Because of the orthogonal vectors, `veci,vecj, and veck`, we can consider the limits of each function of t separately.

Let's consider the **first limit**.

`lim_(t->0) sin(2t)/t`

Clearly, if we were to evaluate the limit from the left or right, we get a result of `0/0`. This, believe it or not, is a very fortunate result, because we can now use L' Hopital's rule:

`lim_(t->0) sin(2t)/t = lim_(t->0) (d/dtsin(2t))/(d/dtt)`

Let's simplify the derivatives:

`lim_(t->0) (2cos(2t))/1 = 2`

So, the first limit is 2.

Let's move on to the **second limit**:

`lim_(t->0) (t-2)^5`

We can evaluate this limit explicitly by letting t = 0. This limit's value is:

`lim_(t->0) (0-2)^5 = -32`

Finally, we can find the **third limit**:

We'll need to assume that t can only approach 0 from the right (in other words, `tepsi[0,oo]`). Otherwise, the third limit does not exist, and the whole problem breaks down. Of course, if t is not restricted in this way, then the answer to the problem is that the limit does not exist!

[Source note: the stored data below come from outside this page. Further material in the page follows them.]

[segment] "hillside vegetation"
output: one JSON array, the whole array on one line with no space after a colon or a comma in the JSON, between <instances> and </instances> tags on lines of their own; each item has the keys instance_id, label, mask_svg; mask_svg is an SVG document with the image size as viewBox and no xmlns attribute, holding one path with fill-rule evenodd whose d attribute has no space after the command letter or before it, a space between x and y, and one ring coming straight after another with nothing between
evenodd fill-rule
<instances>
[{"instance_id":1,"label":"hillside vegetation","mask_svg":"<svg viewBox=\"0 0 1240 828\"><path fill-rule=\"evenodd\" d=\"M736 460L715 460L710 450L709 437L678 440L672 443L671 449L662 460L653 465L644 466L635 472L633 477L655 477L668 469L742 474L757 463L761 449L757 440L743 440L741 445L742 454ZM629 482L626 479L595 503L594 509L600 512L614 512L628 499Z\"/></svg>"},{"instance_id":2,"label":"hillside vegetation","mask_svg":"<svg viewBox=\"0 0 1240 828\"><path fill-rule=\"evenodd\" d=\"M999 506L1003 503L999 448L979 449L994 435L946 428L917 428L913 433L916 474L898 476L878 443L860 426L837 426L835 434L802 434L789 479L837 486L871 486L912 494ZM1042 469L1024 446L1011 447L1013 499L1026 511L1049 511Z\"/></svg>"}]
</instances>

`lim_(t->0^+)tlnt = lim_(t->0^+) lnt/(1/t)`

We have come up, again, on another L' Hopital situation:

`lim_(t->0^+) lnt/(1/t) = lim_(t->0^+) (1/t)/(-1/t^2)`

We can simplify:

`=lim_(t->0^+) -t = 0`

So, if our restrictions on t hold, then the third limit is 0.

Therefore, our full limit is `2veci-32vecj`. Again, this limit holds as long as t is only defined from 0 to infinity. If the domain of t is `RR` then our limit does not exist because the third limit from the left does not exist.